# Husband supporting family overseas, might led to financial problems down the road.



## Eatcake (Feb 1, 2015)

There's nothing wrong with supporting family members outside the country and right now it's not really a concern. I just want to have some ideas to talk with him when things do become an issue and when they become overly dependent. Right now we each make around 40k, still at the age where we haven't start saving for retirements or putting away for big investments. Besides rent and bills to pay, the next biggest expense is the money sent to support his mom and teenage sister. Being their main support, because the other family members don't have much money, their living standard according to him is pretty good. But recently they made some impulsive purchases without telling my husband that was alarming. Like buying a new washing machine for $500 because the store clerk said the prices were going to double the next day. And recently the teenage sister decided to move out because mom was drinking, and mom just gave the rest of her money to pay for her rent. My husband said this is alarming but it shouldn't affect the usual ordeal. I am not as worried about it financially right now but I am worried about it perpetuating this idea that they can always rely on someone else, I mean mom couldn't work due to certain circumstances but she needs to make better financial judgement and try to find other backup plans in case we can't support them anymore. The sister we worry about because she doesn't understand the concept of responsibility, she do't mind spending money, and we're trying to keep her in school which she doesn't seem to care much about. Before, the ex-husband was supporting them, but things went downward after he left.


----------



## Mr.D.E.B.T. (Jul 19, 2012)

Have you asked him what him what his limits are?
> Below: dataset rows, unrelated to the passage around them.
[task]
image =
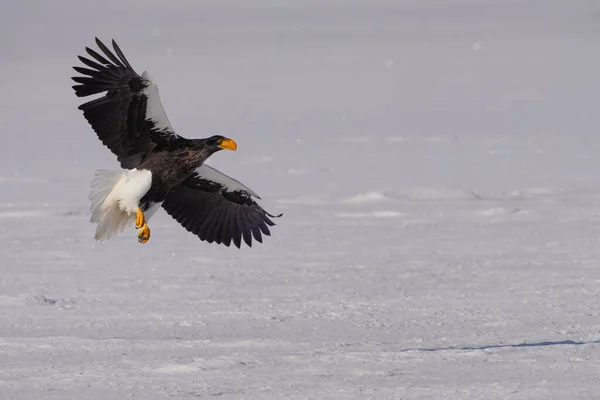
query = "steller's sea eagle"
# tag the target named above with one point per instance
(159, 166)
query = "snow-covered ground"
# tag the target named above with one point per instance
(437, 163)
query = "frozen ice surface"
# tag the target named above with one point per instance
(436, 162)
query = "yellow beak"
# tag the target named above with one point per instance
(228, 144)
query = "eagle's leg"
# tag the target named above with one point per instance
(144, 234)
(140, 219)
(140, 223)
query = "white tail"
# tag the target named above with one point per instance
(105, 209)
(115, 198)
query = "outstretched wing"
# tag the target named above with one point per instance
(129, 119)
(218, 208)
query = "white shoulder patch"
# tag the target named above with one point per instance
(154, 109)
(228, 182)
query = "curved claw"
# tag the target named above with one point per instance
(144, 234)
(140, 219)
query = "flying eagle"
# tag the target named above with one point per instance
(159, 166)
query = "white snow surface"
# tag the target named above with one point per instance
(478, 277)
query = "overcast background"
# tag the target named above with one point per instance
(436, 163)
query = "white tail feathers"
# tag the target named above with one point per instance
(105, 208)
(115, 199)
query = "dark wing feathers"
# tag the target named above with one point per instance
(120, 118)
(217, 209)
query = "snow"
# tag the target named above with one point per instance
(465, 266)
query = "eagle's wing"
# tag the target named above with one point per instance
(129, 119)
(218, 208)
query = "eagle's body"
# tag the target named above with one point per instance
(160, 168)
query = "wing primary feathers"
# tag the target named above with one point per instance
(109, 53)
(234, 229)
(90, 63)
(225, 236)
(121, 55)
(86, 71)
(97, 56)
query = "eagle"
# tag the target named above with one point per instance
(159, 167)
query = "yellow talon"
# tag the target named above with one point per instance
(144, 234)
(140, 219)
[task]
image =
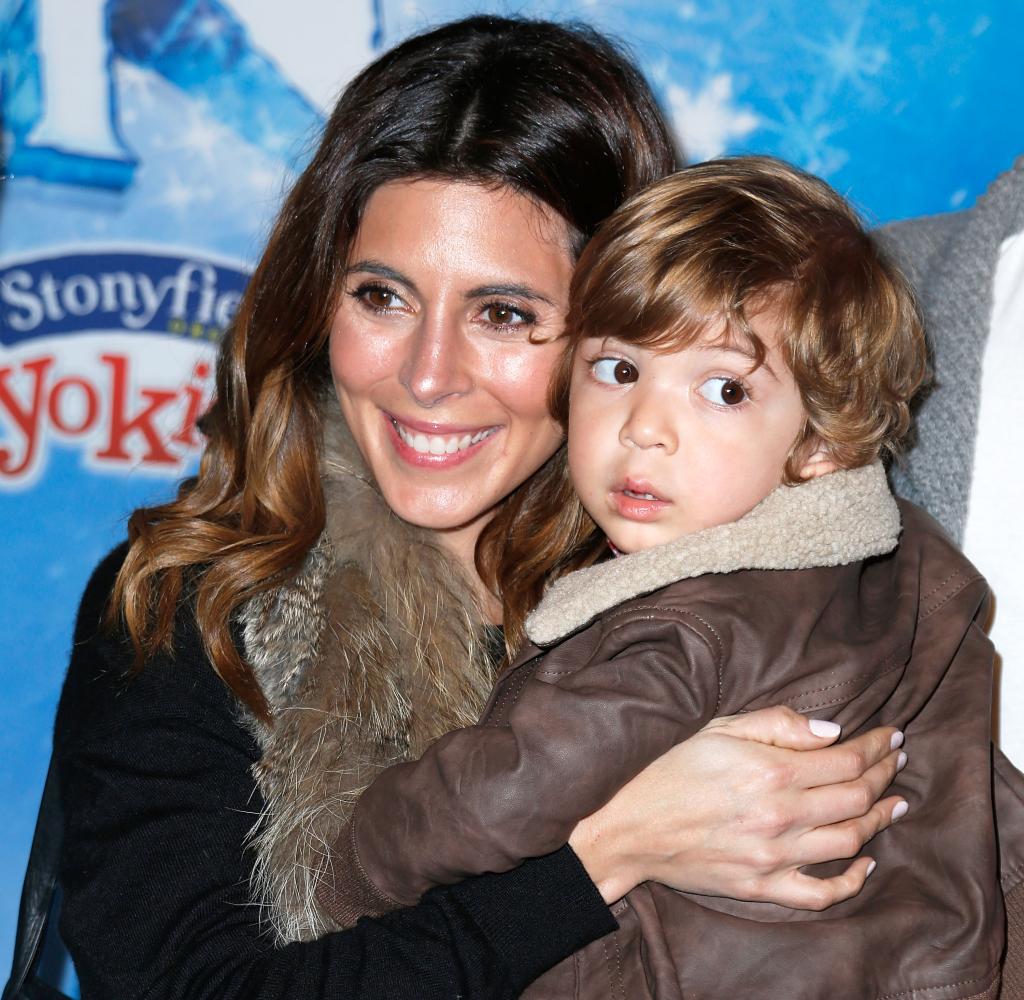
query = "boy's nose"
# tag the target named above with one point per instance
(435, 365)
(649, 425)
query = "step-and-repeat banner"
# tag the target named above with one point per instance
(145, 147)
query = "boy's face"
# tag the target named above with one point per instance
(664, 444)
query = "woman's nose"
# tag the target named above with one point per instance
(436, 365)
(649, 424)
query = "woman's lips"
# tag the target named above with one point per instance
(434, 444)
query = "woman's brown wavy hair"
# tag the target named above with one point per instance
(552, 111)
(708, 249)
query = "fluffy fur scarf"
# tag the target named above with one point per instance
(373, 651)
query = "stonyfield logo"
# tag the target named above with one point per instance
(140, 293)
(86, 359)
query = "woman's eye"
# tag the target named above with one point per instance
(723, 392)
(379, 298)
(502, 314)
(614, 372)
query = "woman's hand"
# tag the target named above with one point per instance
(737, 809)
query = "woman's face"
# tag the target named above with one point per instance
(442, 345)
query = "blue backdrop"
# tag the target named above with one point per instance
(146, 143)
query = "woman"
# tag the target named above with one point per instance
(337, 582)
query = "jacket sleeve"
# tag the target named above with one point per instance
(159, 797)
(482, 798)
Maybe he isn't worried because he has a limit in mind. I suggest you share your feelings with him, but do your best to not come off in a confrontational manner.Some standards and expectations need to be set before this gets ugly.


----------



## EleGirl (Dec 3, 2011)

Eatcake said:


> Being their main support, because the other family members don't have much money, their living standard according to him is pretty good.


What does this mean? If their living standard is pretty good, why does he need to help support them?

Have you explored with him things like what sorts of welfare are available where they live? Can the sister get any education paid for by the gov where she lives?

What % of your joint income is going to his family?


----------



## Yeswecan (Jul 25, 2014)

As stated. There needs to be a limit and end to the support. I understand it is family. Even so, they are not entitled. 

-If you lend money to a family member...consider it never coming back.
-Never conduct any business deals with family members.

Consider taking the sister in with you. Go to a school in your area. As for mom...well, she needs to get her act together. You are financing a drinking problem.


----------